Nevertheless, the future research methodology should encompass various statistical techniques, with SEM taking center stage in validating the relationships between the structural elements. By employing SEM, we aim to ascertain the interplay between observed variables and latent constructs, providing a more comprehensive understanding of the factors influencing ChatGPT usage. Additionally, we will explore the application of regression models and artificial neural networks, similar to previous research [120,121,122,123], to further validate and complement future research efforts. These advanced analytical tools will offer a multi-faceted approach to scrutinizing the complex relationships of factors within the educational environment concerning ChatGPT.

7. Conclusions

This study delves into the complex landscape of ChatGPT utilization within educational environments, focusing on the ethical conundrum associated with its adoption. Employing SLR and frequency analysis, we selected seven themes for each of the RRR components. Our study not only contributes a decision-making prioritization framework for educational stakeholders but also offers an understanding of the ethical considerations, providing valuable insights for policymakers and institutions navigating the integration of ChatGPT. Furthermore, our exploration into the risk, reward, and resilience themes, guided by AHP, yielded critical insights. The results show that solidifying ethical values, higher-level reasoning skills, and academic integrity policies emerged as the top-ranking themes, emphasizing their paramount importance in decision-making for ChatGPT utilization. These findings inform a holistic understanding of the themes influencing ethical considerations.

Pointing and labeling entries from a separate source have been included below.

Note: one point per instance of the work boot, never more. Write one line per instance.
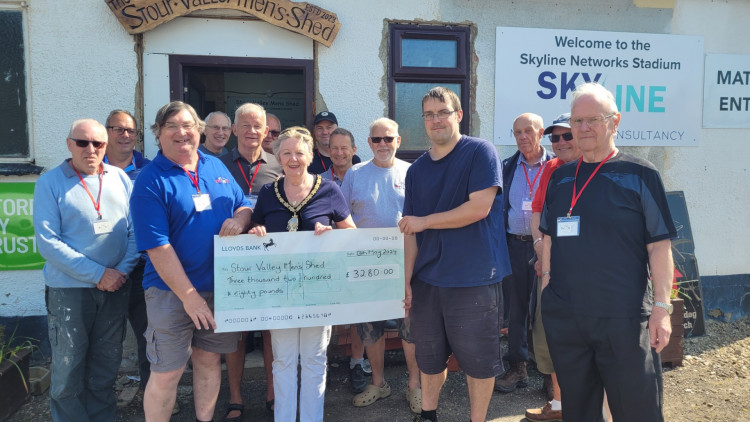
(544, 414)
(357, 379)
(547, 387)
(514, 377)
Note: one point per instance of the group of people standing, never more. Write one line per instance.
(141, 247)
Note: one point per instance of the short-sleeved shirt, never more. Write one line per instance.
(375, 195)
(541, 191)
(164, 213)
(327, 207)
(268, 170)
(320, 163)
(603, 271)
(472, 255)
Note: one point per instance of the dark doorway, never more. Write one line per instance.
(282, 87)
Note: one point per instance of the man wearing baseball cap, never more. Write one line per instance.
(324, 124)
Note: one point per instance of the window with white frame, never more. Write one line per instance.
(422, 57)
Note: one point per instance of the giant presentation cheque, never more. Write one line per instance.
(290, 280)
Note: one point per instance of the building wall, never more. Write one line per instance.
(82, 64)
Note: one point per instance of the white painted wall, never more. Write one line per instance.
(83, 64)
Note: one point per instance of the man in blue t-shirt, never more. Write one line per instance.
(455, 255)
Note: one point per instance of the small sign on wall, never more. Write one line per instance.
(726, 91)
(17, 241)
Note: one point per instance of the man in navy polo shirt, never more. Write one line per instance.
(179, 202)
(455, 256)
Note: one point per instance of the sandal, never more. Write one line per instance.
(414, 397)
(371, 395)
(231, 408)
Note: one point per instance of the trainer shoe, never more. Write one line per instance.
(544, 414)
(513, 378)
(357, 379)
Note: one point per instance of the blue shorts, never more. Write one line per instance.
(464, 321)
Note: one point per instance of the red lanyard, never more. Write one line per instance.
(195, 179)
(250, 183)
(97, 203)
(575, 197)
(322, 162)
(528, 181)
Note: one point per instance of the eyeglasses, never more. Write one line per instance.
(387, 139)
(564, 137)
(122, 130)
(442, 115)
(590, 121)
(84, 143)
(174, 127)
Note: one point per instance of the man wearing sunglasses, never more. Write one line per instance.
(566, 150)
(374, 191)
(274, 130)
(343, 149)
(217, 132)
(324, 124)
(520, 179)
(84, 232)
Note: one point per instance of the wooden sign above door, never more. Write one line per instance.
(138, 16)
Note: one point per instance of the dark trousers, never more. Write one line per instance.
(522, 284)
(139, 319)
(593, 354)
(86, 329)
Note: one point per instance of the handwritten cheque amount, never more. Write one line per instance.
(290, 280)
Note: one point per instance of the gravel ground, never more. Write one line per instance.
(712, 385)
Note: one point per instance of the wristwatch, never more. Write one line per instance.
(666, 306)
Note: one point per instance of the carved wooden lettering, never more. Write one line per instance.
(138, 16)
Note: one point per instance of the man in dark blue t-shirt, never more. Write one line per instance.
(455, 255)
(607, 229)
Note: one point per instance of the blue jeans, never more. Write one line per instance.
(86, 330)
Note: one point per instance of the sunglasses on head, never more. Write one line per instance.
(565, 136)
(83, 143)
(377, 139)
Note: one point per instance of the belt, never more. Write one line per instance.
(521, 237)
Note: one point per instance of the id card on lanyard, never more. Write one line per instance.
(201, 201)
(571, 225)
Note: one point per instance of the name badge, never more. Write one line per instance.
(102, 226)
(202, 202)
(253, 200)
(568, 226)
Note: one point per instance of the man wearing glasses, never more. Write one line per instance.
(84, 232)
(607, 230)
(122, 133)
(374, 191)
(454, 256)
(274, 130)
(520, 179)
(218, 129)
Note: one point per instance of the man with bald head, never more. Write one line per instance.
(520, 179)
(601, 247)
(217, 132)
(84, 232)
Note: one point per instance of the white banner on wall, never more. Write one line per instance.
(655, 78)
(726, 93)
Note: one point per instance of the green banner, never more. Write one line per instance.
(17, 242)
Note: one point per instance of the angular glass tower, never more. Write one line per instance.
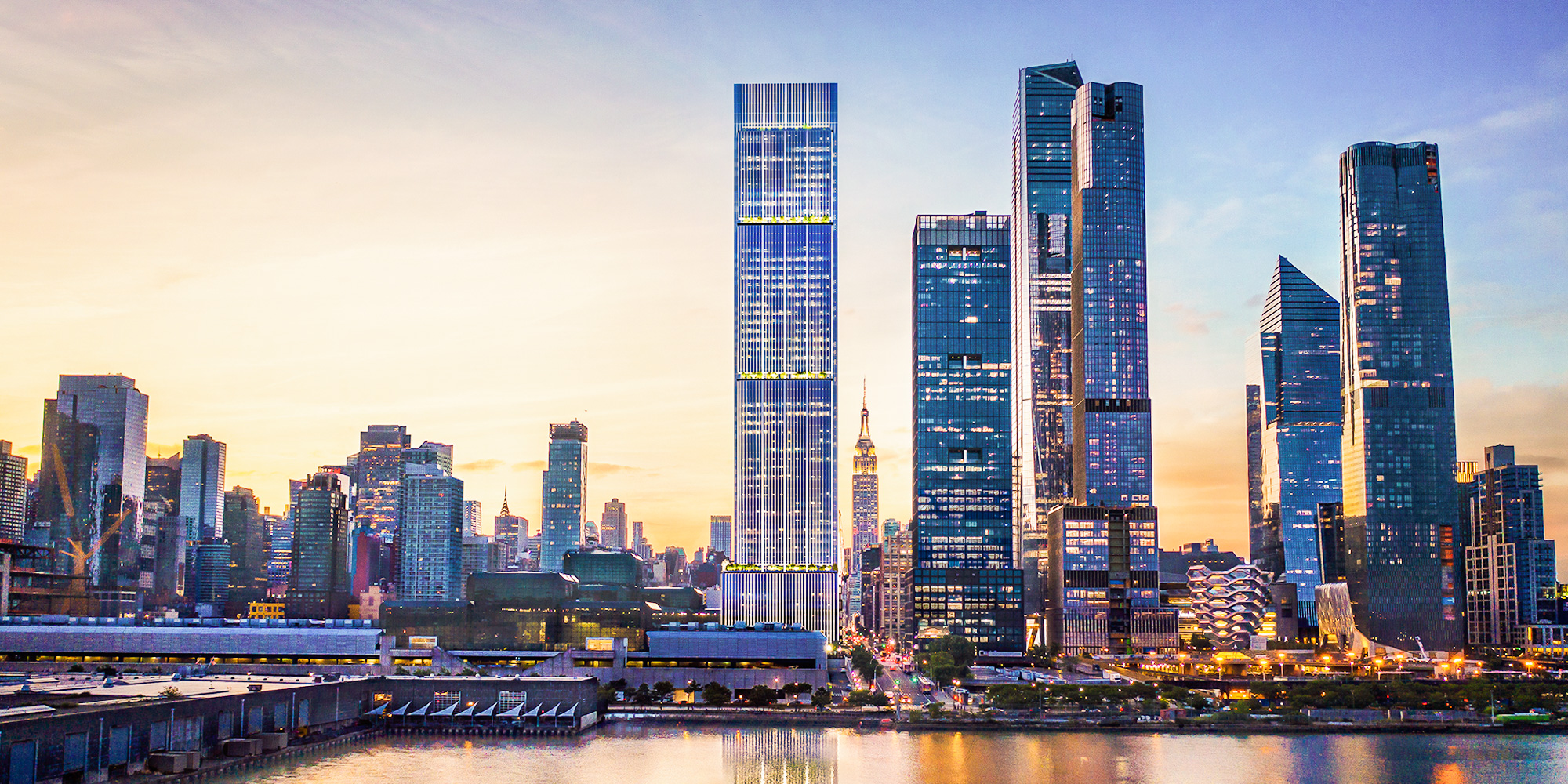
(1398, 372)
(92, 481)
(1299, 429)
(786, 324)
(965, 575)
(565, 488)
(1111, 341)
(1044, 280)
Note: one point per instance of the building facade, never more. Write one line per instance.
(92, 482)
(249, 550)
(965, 576)
(430, 535)
(1511, 567)
(786, 324)
(379, 473)
(782, 595)
(13, 493)
(565, 488)
(865, 506)
(719, 534)
(1044, 281)
(203, 474)
(612, 524)
(319, 572)
(1299, 429)
(1401, 499)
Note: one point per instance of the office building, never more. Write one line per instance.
(1403, 520)
(896, 614)
(280, 561)
(1511, 567)
(612, 526)
(377, 476)
(319, 573)
(865, 506)
(209, 579)
(512, 528)
(203, 474)
(430, 535)
(967, 581)
(786, 324)
(1044, 283)
(473, 517)
(92, 482)
(13, 493)
(565, 488)
(782, 595)
(719, 534)
(1103, 584)
(1299, 429)
(247, 537)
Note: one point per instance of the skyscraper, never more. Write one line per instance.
(1044, 281)
(865, 506)
(719, 531)
(1398, 374)
(430, 535)
(319, 573)
(786, 324)
(473, 517)
(1299, 429)
(965, 579)
(203, 474)
(1511, 565)
(242, 528)
(1111, 343)
(565, 488)
(1103, 583)
(510, 528)
(13, 493)
(92, 481)
(612, 526)
(379, 471)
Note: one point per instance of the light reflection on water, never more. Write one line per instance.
(670, 755)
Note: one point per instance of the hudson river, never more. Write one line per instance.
(661, 755)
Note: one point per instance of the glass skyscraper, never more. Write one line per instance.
(1103, 586)
(430, 535)
(565, 488)
(92, 481)
(786, 324)
(1111, 341)
(1299, 429)
(965, 575)
(1401, 499)
(1044, 280)
(203, 474)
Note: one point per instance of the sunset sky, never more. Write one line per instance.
(294, 220)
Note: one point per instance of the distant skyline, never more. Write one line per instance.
(291, 222)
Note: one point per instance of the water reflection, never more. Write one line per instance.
(675, 755)
(780, 757)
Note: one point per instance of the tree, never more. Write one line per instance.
(821, 699)
(761, 697)
(716, 694)
(664, 691)
(644, 695)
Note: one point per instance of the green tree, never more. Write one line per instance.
(716, 694)
(664, 691)
(821, 699)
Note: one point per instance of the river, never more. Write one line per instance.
(667, 755)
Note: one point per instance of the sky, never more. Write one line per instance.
(294, 220)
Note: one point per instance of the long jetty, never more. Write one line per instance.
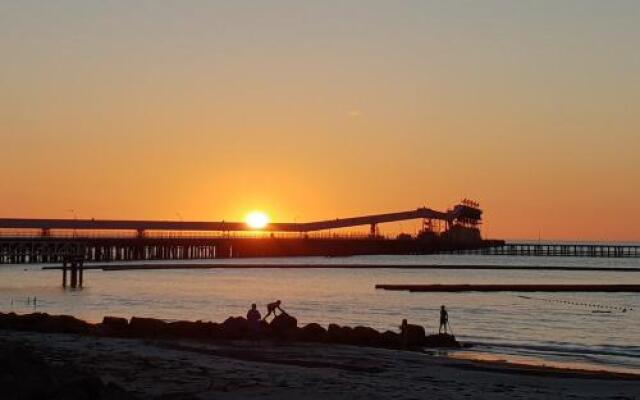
(553, 288)
(557, 250)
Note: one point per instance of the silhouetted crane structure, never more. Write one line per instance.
(463, 214)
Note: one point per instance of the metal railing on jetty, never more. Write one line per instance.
(557, 250)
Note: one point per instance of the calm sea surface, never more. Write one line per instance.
(585, 330)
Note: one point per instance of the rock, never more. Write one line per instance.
(116, 323)
(313, 333)
(147, 327)
(113, 326)
(31, 322)
(65, 324)
(283, 323)
(198, 329)
(441, 340)
(365, 336)
(339, 334)
(235, 328)
(389, 340)
(413, 336)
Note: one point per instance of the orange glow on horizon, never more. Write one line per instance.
(257, 220)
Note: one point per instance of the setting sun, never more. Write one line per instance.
(257, 219)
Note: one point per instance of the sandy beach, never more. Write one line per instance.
(164, 369)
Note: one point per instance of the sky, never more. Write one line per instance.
(205, 110)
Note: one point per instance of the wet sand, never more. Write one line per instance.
(243, 370)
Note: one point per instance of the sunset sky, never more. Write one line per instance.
(310, 110)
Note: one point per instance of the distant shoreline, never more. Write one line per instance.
(147, 266)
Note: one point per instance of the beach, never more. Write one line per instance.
(162, 369)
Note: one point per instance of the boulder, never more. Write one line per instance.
(412, 336)
(65, 324)
(113, 326)
(283, 323)
(115, 323)
(198, 329)
(30, 322)
(389, 340)
(147, 327)
(235, 328)
(365, 336)
(442, 340)
(339, 334)
(313, 333)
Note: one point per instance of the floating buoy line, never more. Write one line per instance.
(598, 308)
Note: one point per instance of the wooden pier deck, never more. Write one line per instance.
(557, 250)
(552, 288)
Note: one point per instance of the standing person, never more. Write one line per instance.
(444, 319)
(404, 340)
(253, 318)
(272, 307)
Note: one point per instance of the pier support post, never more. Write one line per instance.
(64, 274)
(81, 273)
(74, 275)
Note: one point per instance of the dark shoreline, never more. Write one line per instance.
(283, 328)
(127, 267)
(549, 288)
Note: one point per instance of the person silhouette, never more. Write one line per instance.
(272, 307)
(444, 319)
(253, 319)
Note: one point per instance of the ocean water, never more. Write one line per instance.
(597, 331)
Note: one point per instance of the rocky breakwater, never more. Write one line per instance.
(282, 328)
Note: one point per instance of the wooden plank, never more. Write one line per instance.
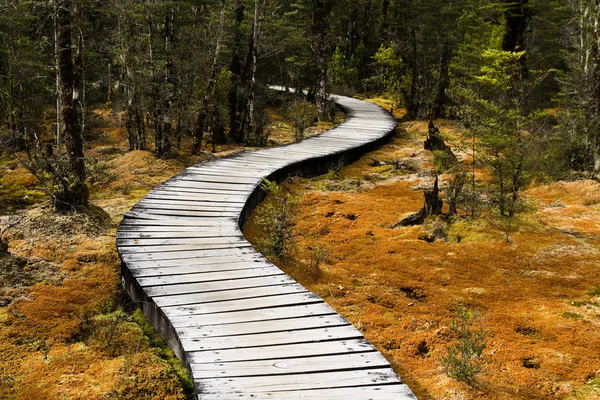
(323, 380)
(371, 392)
(281, 351)
(191, 195)
(253, 295)
(153, 211)
(177, 181)
(268, 326)
(194, 269)
(171, 248)
(151, 218)
(174, 313)
(258, 315)
(216, 263)
(178, 233)
(186, 176)
(240, 279)
(241, 320)
(215, 239)
(184, 203)
(273, 338)
(133, 222)
(286, 366)
(172, 255)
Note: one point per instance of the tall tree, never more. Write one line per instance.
(74, 192)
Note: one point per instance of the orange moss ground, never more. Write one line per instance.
(533, 293)
(72, 335)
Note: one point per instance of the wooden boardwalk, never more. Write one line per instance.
(241, 326)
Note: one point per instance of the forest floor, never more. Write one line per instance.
(67, 329)
(538, 295)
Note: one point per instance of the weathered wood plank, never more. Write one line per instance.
(215, 239)
(290, 366)
(239, 279)
(214, 263)
(268, 326)
(219, 243)
(252, 294)
(273, 338)
(371, 392)
(257, 315)
(175, 313)
(246, 328)
(323, 380)
(199, 254)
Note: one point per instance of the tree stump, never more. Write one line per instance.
(432, 206)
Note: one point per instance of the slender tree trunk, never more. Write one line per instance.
(236, 129)
(517, 16)
(321, 93)
(73, 189)
(169, 82)
(203, 115)
(439, 108)
(595, 142)
(253, 129)
(59, 143)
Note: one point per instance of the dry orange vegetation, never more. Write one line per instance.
(537, 295)
(67, 330)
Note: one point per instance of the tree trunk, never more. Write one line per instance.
(236, 129)
(169, 82)
(73, 190)
(253, 129)
(517, 16)
(439, 108)
(201, 121)
(59, 143)
(432, 205)
(320, 21)
(595, 142)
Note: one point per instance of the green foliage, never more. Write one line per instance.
(275, 218)
(99, 173)
(302, 114)
(390, 75)
(465, 359)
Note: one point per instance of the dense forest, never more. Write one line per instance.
(521, 75)
(100, 101)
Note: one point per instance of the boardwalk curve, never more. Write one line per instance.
(242, 327)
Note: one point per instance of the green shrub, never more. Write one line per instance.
(301, 114)
(465, 359)
(275, 218)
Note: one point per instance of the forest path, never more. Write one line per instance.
(241, 325)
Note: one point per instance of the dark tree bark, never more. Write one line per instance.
(435, 142)
(74, 192)
(441, 99)
(432, 205)
(236, 128)
(517, 16)
(203, 115)
(320, 23)
(595, 107)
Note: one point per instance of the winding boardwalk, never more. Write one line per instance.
(241, 325)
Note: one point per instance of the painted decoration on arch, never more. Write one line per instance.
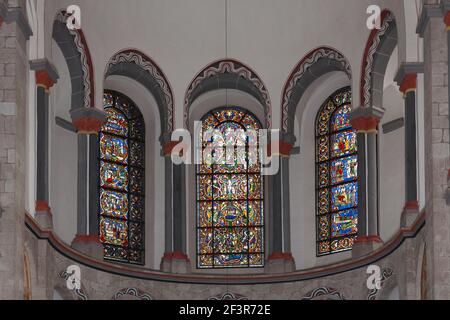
(230, 210)
(337, 176)
(121, 166)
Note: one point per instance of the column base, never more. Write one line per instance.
(365, 245)
(43, 214)
(175, 262)
(409, 214)
(89, 245)
(280, 262)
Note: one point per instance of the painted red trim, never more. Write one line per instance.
(411, 205)
(82, 238)
(42, 206)
(44, 79)
(294, 71)
(146, 57)
(284, 148)
(90, 65)
(217, 62)
(365, 124)
(409, 82)
(168, 147)
(308, 274)
(447, 19)
(364, 63)
(366, 239)
(281, 256)
(88, 125)
(175, 255)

In addition, the study’s practical implications extend to diverse stakeholders involved in educational policymaking. By acknowledging the intertwined dynamics of risk, reward, and resilience, institutions can make informed decisions, formulate cautious policies, and develop strategies to enhance ethical decision-making surrounding ChatGPT. Our research provides actionable insights for educational leaders and policymakers, guiding the creation of policies that promote responsible ChatGPT utilization. While this study contributes substantially to the theoretical foundations and practical considerations in the ethical implementation of ChatGPT in education, it is not without limitations. Future research endeavors should address these limitations, fostering a continuous dialogue and exploration of the multifaceted landscape surrounding ChatGPT utilization. In this ever-evolving domain, the study offers a valuable framework for decision-makers, researchers, and institutions navigating the ethical complexities of integrating ChatGPT into educational settings.